Джемайма, нежно любившая младшую сестру, так и не оправилась от этого страшного удара. Бедняжка Лотти была такой веселой и жизнерадостной! Она вся искрилась! Иногда это веселье и беззаботная радость передавались и более серьезной Джемайме. И вот бедняжки Лотти не стало! Шарлотта внешне была очень похожа на мать, от красавца отца, который был хорошо образован, девочка унаследовала проницательность и стремление к знаниям. От матери же ей достались прекрасная фигура и очаровательный контраст темно-медового цвета глаз с рыжевато-коричневыми вьющимися волосами. Но сейчас девочка была бледной и худенькой, с обострившимися скулами. Ее длинные изящные пальчики покраснели от мороза, пробиравшего до мозга костей. В эти тяжкие для их маленькой семьи времена в доме недоставало хорошей пищи и поленьев для камина; приходилось экономить каждый шиллинг, каждый пенс.
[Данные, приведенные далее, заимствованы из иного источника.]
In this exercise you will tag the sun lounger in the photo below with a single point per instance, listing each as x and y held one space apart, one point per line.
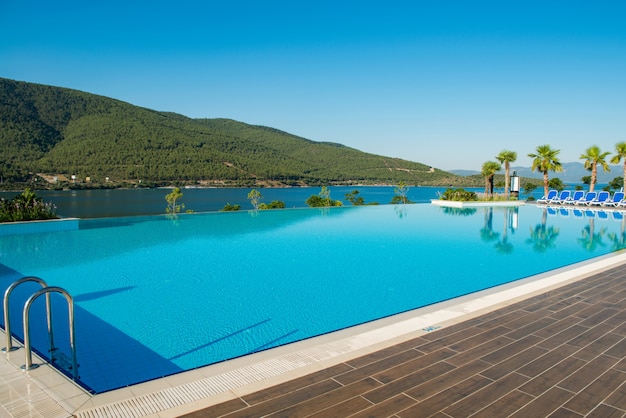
576 197
600 199
614 201
551 195
589 197
563 196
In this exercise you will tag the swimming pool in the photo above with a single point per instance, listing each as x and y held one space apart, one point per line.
156 296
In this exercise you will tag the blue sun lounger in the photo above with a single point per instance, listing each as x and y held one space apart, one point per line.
589 197
600 199
565 194
616 200
551 195
576 197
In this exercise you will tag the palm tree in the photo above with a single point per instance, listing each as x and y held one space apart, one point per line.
546 160
620 153
507 157
489 170
593 156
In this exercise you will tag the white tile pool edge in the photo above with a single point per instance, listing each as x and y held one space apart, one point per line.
48 393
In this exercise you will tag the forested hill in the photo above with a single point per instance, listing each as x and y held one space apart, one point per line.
51 132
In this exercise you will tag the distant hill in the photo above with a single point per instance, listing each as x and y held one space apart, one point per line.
59 133
572 173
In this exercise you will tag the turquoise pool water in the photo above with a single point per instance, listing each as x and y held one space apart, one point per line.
156 296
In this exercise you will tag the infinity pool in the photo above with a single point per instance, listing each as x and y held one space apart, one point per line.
156 296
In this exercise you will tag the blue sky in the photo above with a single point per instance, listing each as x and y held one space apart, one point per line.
446 83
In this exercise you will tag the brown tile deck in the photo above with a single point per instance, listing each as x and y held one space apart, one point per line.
562 353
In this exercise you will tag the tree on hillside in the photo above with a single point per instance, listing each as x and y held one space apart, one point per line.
544 161
620 154
507 157
489 170
400 195
594 157
171 198
255 198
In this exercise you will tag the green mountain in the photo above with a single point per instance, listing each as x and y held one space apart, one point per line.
54 133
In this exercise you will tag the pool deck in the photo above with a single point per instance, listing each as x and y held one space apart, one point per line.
553 344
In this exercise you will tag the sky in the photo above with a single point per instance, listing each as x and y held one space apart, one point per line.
445 83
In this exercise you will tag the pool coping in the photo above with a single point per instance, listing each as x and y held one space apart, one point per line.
476 204
200 388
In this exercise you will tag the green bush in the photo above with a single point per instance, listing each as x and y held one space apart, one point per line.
459 195
26 207
230 208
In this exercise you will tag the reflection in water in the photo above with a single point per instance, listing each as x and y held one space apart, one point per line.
618 241
543 237
510 218
591 239
400 210
487 233
458 211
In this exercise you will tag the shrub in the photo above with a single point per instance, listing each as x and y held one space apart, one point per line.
26 207
459 195
230 208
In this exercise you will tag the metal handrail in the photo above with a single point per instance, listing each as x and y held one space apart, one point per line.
7 321
70 304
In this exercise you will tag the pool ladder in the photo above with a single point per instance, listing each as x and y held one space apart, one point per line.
45 290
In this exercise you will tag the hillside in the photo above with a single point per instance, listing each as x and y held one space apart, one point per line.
58 132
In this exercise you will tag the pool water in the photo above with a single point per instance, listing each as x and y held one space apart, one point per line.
157 295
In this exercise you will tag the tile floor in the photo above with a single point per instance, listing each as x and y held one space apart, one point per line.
558 354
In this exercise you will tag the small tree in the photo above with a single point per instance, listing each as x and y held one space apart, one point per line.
529 188
230 208
620 154
322 200
171 198
355 199
507 157
401 190
593 158
544 161
617 183
556 184
489 170
255 198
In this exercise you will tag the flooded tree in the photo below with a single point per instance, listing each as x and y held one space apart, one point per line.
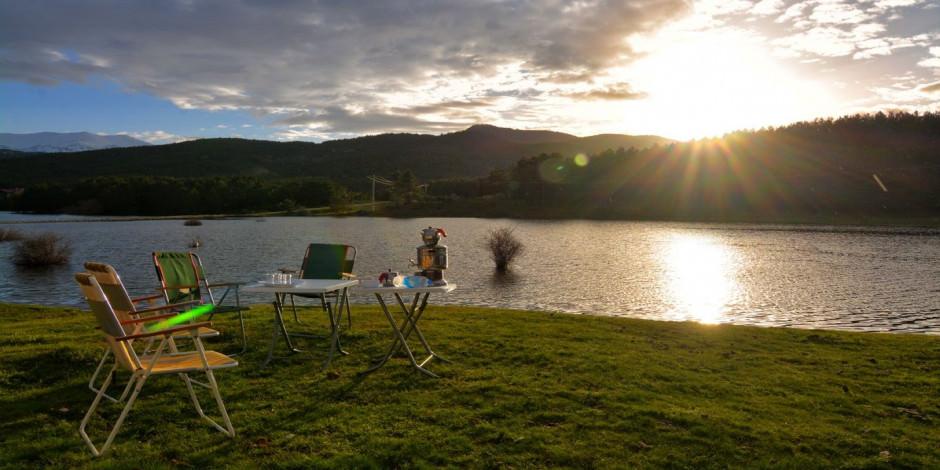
504 247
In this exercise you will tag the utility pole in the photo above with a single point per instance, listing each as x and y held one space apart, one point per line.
379 180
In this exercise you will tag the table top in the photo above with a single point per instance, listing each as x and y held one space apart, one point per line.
402 289
301 286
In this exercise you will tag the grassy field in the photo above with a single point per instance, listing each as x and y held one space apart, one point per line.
525 389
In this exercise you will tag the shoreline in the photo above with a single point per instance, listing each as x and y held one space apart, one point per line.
920 332
523 389
928 225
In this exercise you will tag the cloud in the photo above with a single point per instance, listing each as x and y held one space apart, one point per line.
933 61
619 91
158 137
768 7
328 64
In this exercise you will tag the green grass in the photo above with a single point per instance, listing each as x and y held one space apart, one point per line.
525 389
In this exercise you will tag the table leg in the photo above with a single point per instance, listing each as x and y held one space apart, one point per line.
401 340
413 326
279 325
335 345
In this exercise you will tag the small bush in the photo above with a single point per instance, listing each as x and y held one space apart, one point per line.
504 247
47 249
10 235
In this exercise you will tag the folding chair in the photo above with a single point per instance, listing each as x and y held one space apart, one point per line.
126 309
327 261
164 360
183 278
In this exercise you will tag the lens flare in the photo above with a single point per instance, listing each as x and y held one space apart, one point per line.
182 317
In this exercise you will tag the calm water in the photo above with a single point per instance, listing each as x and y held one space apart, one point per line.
860 279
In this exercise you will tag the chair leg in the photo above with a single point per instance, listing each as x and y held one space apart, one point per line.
294 308
139 380
91 383
228 430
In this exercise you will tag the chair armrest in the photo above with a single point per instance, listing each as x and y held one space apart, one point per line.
166 307
190 286
166 332
227 284
147 297
150 318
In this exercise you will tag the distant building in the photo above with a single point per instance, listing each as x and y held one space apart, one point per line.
7 193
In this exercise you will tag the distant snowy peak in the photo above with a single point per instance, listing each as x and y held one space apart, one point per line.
65 142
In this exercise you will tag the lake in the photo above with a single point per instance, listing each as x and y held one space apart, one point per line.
853 278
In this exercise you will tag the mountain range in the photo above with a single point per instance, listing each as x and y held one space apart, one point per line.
472 152
65 142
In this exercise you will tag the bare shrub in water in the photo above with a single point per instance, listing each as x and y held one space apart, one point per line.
10 235
504 247
47 249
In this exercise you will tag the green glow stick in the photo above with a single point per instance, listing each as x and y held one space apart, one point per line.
182 317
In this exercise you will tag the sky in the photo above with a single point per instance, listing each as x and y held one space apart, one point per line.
317 70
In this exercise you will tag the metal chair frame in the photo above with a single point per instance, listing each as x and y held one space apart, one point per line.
202 282
142 367
106 275
325 305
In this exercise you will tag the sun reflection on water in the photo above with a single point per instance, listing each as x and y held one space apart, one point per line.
699 277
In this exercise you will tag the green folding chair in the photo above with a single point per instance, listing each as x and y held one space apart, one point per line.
126 308
165 359
327 261
183 278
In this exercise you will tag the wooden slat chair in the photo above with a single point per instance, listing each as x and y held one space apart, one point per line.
126 308
163 360
327 261
183 279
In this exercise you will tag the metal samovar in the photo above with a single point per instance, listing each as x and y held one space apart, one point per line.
432 257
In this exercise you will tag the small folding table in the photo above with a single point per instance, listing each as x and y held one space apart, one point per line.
304 286
410 323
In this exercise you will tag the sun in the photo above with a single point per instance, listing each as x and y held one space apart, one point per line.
706 83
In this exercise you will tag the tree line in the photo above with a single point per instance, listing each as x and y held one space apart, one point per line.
882 164
160 195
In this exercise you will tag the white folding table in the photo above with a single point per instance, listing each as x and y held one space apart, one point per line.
304 286
410 323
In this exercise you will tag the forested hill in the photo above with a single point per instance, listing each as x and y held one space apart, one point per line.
874 165
472 152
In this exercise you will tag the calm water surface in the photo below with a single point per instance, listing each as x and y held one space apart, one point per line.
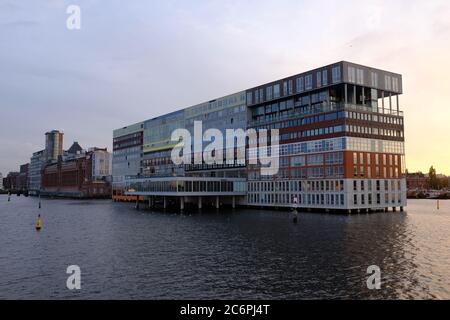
246 254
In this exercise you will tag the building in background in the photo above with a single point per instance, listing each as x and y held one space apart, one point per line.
54 142
127 158
37 162
416 181
101 163
72 176
341 136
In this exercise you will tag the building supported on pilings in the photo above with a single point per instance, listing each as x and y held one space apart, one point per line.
198 191
341 144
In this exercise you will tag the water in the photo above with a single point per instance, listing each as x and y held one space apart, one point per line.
248 254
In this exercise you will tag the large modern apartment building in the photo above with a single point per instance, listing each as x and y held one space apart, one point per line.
339 129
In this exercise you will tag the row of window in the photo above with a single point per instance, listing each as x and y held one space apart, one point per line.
369 185
312 132
374 131
390 159
356 75
389 198
300 186
302 84
335 200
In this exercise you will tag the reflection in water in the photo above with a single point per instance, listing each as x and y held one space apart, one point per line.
247 254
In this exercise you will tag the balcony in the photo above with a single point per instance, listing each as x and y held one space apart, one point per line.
323 108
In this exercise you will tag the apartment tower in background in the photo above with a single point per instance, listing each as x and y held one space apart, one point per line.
54 145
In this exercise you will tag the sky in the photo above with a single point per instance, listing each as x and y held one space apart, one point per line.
134 60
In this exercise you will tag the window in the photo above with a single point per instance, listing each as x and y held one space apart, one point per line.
319 79
300 85
388 83
276 91
374 79
249 98
360 76
308 82
336 74
257 96
395 84
269 91
325 77
351 74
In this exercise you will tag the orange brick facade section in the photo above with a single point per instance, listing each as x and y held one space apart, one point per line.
369 165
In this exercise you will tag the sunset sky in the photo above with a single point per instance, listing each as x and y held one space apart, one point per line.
121 66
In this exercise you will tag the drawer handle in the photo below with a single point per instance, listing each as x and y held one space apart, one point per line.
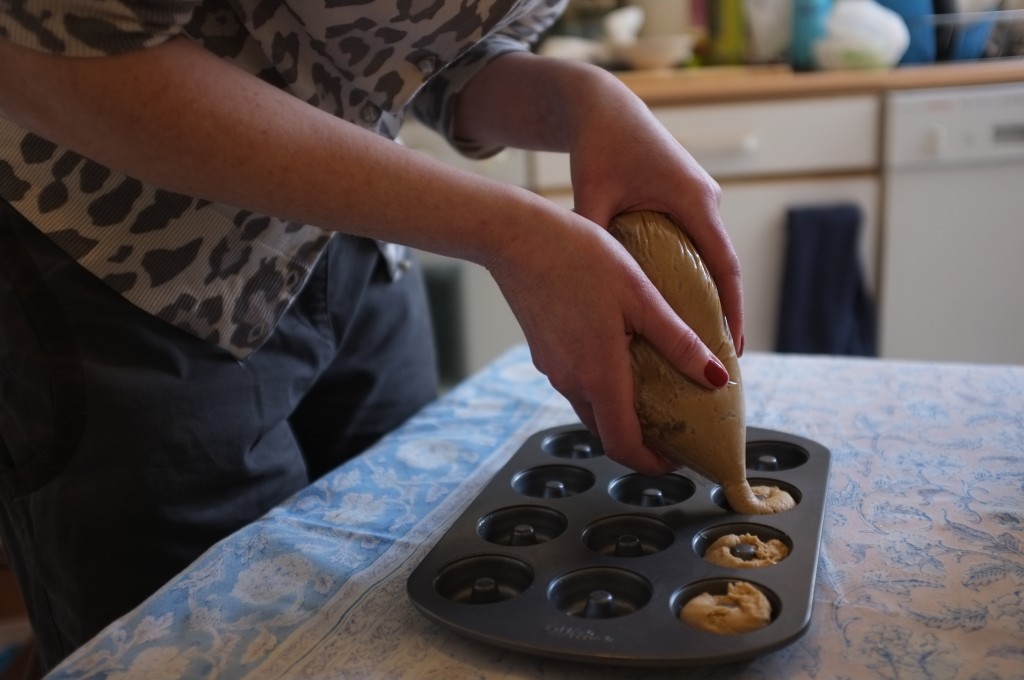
743 144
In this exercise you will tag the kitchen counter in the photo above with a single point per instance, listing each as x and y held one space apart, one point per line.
722 84
918 577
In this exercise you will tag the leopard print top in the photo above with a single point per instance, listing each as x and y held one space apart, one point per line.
223 273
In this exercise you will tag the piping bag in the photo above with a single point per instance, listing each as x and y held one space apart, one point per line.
682 421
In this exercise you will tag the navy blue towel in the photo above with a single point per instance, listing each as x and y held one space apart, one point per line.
824 306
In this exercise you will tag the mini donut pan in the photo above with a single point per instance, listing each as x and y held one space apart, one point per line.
567 554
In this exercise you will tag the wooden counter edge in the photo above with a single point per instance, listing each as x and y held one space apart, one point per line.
723 84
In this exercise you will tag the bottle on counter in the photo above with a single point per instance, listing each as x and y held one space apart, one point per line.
727 31
809 18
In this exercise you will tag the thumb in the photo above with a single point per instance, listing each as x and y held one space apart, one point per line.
681 347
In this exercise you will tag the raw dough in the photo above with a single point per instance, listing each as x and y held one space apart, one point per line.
766 554
741 609
687 423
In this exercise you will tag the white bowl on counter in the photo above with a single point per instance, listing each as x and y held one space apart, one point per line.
654 51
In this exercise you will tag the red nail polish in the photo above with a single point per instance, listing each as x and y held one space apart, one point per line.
716 374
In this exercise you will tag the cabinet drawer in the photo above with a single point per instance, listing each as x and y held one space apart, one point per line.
824 134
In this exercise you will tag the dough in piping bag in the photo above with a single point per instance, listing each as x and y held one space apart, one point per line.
687 423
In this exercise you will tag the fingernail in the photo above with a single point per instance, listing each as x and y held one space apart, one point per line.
716 374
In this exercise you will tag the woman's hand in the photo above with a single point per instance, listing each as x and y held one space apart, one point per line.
579 296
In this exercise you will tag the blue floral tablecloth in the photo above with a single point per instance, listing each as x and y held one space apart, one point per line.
921 571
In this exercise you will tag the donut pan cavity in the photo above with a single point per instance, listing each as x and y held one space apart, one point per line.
566 554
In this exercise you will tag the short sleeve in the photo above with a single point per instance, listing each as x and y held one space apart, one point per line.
434 105
92 28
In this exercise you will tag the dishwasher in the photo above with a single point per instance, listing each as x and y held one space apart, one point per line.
952 249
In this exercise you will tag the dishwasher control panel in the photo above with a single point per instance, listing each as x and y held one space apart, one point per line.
954 125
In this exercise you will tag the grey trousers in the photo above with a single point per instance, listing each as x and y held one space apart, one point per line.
128 447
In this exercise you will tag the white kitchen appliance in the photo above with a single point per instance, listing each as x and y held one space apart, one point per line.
952 274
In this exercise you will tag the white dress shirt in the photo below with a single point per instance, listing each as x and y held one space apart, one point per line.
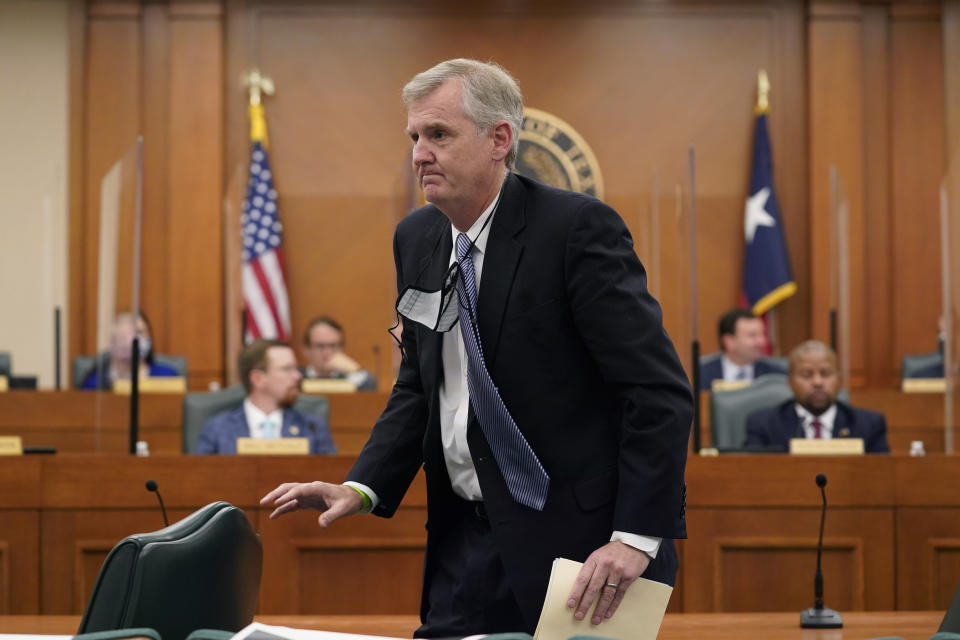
827 418
256 418
734 372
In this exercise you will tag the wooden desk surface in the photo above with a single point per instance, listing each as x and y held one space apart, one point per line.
66 419
95 422
890 536
910 625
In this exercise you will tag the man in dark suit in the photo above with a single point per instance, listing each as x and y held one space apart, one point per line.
552 420
271 379
814 412
743 341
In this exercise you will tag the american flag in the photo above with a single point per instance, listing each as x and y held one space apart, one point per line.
265 301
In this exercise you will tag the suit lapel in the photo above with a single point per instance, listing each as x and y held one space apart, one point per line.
500 266
437 247
842 423
791 421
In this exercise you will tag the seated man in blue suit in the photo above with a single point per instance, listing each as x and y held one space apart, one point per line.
743 340
268 369
814 412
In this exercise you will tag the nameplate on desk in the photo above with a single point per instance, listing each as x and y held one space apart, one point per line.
327 385
831 447
728 385
923 385
152 385
273 446
11 446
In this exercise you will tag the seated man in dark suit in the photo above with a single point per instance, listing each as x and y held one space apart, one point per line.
814 412
323 343
116 364
743 340
268 369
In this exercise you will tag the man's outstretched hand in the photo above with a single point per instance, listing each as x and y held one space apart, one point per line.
333 501
607 573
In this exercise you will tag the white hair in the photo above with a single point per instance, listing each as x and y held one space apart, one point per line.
490 94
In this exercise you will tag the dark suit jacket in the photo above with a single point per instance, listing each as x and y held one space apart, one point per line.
713 370
777 425
576 346
220 433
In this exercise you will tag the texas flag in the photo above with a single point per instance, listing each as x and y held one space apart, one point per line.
767 279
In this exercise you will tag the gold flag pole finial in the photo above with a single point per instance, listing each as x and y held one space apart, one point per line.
257 84
763 93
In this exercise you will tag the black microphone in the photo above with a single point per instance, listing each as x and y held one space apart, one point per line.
820 617
152 486
376 363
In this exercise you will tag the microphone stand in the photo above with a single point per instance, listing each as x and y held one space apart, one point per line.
820 617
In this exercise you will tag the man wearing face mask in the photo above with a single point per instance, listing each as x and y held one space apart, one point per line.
814 412
552 420
116 365
268 369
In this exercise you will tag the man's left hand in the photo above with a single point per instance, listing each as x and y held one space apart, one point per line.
612 564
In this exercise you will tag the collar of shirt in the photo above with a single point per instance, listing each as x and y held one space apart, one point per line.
255 418
827 418
730 370
478 232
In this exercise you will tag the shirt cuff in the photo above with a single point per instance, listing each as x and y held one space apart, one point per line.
648 544
370 497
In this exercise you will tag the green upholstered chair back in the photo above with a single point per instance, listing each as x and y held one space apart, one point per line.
83 365
914 363
951 619
121 634
201 572
210 634
729 409
782 362
314 405
200 407
710 357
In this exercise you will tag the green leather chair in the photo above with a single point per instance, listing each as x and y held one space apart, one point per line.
210 634
200 407
201 572
83 365
729 409
120 634
913 364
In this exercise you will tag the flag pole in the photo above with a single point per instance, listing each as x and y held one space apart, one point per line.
694 342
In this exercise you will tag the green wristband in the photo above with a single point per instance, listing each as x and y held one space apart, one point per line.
367 502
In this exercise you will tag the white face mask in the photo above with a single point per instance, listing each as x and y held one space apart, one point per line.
436 310
145 346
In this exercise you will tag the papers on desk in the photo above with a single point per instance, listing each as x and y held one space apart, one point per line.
258 631
637 618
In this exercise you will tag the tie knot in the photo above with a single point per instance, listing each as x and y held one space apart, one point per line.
463 246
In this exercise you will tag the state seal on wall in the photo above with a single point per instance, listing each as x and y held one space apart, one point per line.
552 152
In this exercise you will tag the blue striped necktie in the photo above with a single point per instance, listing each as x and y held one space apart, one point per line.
526 478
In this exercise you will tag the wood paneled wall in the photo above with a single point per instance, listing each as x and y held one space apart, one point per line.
155 69
863 86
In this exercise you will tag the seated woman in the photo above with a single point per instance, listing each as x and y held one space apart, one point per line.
115 365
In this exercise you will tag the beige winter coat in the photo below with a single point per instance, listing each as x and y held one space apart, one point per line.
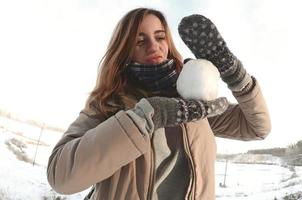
115 156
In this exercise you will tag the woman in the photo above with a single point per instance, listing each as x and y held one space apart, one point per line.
136 138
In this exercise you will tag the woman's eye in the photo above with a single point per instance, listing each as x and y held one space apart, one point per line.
161 38
140 42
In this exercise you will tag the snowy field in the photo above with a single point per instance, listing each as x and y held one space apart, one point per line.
22 180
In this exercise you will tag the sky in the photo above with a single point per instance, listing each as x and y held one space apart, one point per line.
50 51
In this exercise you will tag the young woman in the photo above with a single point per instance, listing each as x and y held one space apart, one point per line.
136 138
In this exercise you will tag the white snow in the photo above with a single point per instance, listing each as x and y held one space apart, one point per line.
198 79
21 180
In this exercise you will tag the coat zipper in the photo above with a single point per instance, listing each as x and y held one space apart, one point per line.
189 157
151 178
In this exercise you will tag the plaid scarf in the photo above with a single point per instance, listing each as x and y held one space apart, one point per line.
155 78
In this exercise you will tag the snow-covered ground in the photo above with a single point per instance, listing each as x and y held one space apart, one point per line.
22 180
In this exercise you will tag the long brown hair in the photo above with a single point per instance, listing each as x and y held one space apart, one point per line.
112 91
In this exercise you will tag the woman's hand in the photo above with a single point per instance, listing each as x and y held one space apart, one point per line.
173 111
204 40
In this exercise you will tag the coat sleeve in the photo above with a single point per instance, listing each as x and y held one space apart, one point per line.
92 150
247 120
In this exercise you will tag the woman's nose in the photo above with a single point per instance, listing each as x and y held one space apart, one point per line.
152 46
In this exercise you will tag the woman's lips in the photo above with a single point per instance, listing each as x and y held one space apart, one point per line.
154 59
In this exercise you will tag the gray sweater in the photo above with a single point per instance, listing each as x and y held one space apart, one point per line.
171 166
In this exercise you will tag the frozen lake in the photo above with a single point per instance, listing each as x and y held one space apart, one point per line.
21 180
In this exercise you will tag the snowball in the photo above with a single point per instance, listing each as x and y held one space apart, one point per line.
198 80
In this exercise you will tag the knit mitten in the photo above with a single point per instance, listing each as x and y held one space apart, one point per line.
203 39
169 112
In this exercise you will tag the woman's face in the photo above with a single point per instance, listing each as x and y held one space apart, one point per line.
151 45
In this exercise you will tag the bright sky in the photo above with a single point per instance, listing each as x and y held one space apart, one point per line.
50 51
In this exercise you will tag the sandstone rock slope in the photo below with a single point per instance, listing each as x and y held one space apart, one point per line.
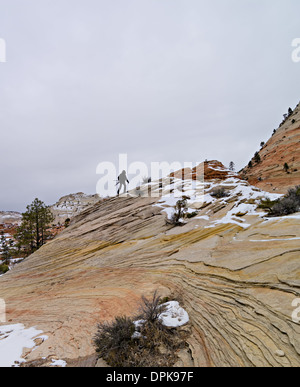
281 151
236 274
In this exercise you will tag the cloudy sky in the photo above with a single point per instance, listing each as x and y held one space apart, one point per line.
160 80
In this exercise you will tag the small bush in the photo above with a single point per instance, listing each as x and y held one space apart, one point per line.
150 309
219 192
113 341
191 215
180 212
154 346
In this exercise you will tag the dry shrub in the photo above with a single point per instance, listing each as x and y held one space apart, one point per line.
156 346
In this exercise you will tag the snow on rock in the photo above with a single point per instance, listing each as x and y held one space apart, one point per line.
13 339
58 363
173 315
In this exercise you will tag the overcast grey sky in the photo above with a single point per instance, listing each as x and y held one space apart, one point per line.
160 80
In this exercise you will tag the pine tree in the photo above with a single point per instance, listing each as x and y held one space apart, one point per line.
5 254
32 234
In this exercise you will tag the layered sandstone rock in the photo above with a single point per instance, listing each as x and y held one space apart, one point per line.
235 273
282 149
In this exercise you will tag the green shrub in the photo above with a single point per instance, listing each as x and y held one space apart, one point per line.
287 205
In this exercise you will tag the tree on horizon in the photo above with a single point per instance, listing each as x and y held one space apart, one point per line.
32 234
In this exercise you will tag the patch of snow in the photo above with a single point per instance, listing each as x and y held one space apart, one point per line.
13 339
58 363
173 315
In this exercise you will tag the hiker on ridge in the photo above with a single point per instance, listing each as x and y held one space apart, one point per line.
122 179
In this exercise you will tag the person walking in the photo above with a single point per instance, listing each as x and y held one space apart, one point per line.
122 179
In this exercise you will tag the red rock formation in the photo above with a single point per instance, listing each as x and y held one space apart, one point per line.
281 150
Шарлотта не получила образования больше того, что ей смогли дать тетя с дядей, но, как только она научилась читать, стала с жадностью глотать книги. И когда тетушка не звала ее помогать по дому, сразу же садилась за книгу, расширяя свои познания. Пищу им стряпала почтенная женщина, проживавшая с ними в одном доме, которая приходила к ним на несколько часов ежедневно, чтобы Джемайма могла в это время заниматься шитьем. Из-за этой помощи мисс Дарнли приходилось расставаться с теми десятью шиллингами, которые давал ей брат. Да, это была не жизнь, а тяжелая борьба за существование. Увы, у Шарлотты не было способностей к шитью. Тетушка пыталась обучить ее портновскому ремеслу, но девочка не могла долго сидеть за этим занятием, а если и вышивала, то стежки у нее получались толстые и кривые, пальчики двигались очень неуклюже. Портниха не могла рисковать тканями, принадлежавшими ее клиенткам, боясь, что девочка испортит их.
Шарлотта пошла быстрее, потом побежала сквозь туман. Она должна добраться домой. Девочка запыхалась, холод пронизывал ее хрупкое тело, слезы замерзали на щеках. Повернув влево, она вновь оказалась на мостовой. И тут ее обуял ужас, хотя она и услышала как бы предупреждающий цокот копыт, заметила мерцание фонаря в руках у кучера, сидящего на козлах и управляющего элегантным ландо, влекомым двумя великолепными лошадями серой масти. Девочка внезапно оцепенела от страха и растерялась. Ей показалось, что лошади тоже испугались ее неожиданного появления и встали на дыбы, возникнув из туманной пелены, словно призраки. Они высоко вскинули головы и заржали, когда возница с силой натянул поводья. Шарлотта услышала громкие крики, затем свой собственный пронзительный вопль и, лишившись сознания, упала на мостовую.
Глава 2
Очнулась она, лежа на сиденье в теплой и уютной карете, обитой мягкими тканями. Голова ее покоилась на коленях хорошо одетой женщины в черной бархатной накидке, отороченной соболями. Элегантная шляпка с соболиной опушкой подчеркивала благородную красоту женщины, лица которой Шарлотта не забудет никогда в жизни. Это была Элеонора, леди Чейс, запечатленная на самых знаменитых портретах кисти сэра Джона Миллза[15]. В том же году, когда сэра Миллза избрали членом Королевской академии искусств[16], портрет Элеоноры Чейс с ее сыном Вивианом, стоящим рядом с ней, стал притчей во языцех и повальным увлечением всего Лондона. Теперь портрет висел в Клуни — фамильном замке Чейсов в Хартфордшире.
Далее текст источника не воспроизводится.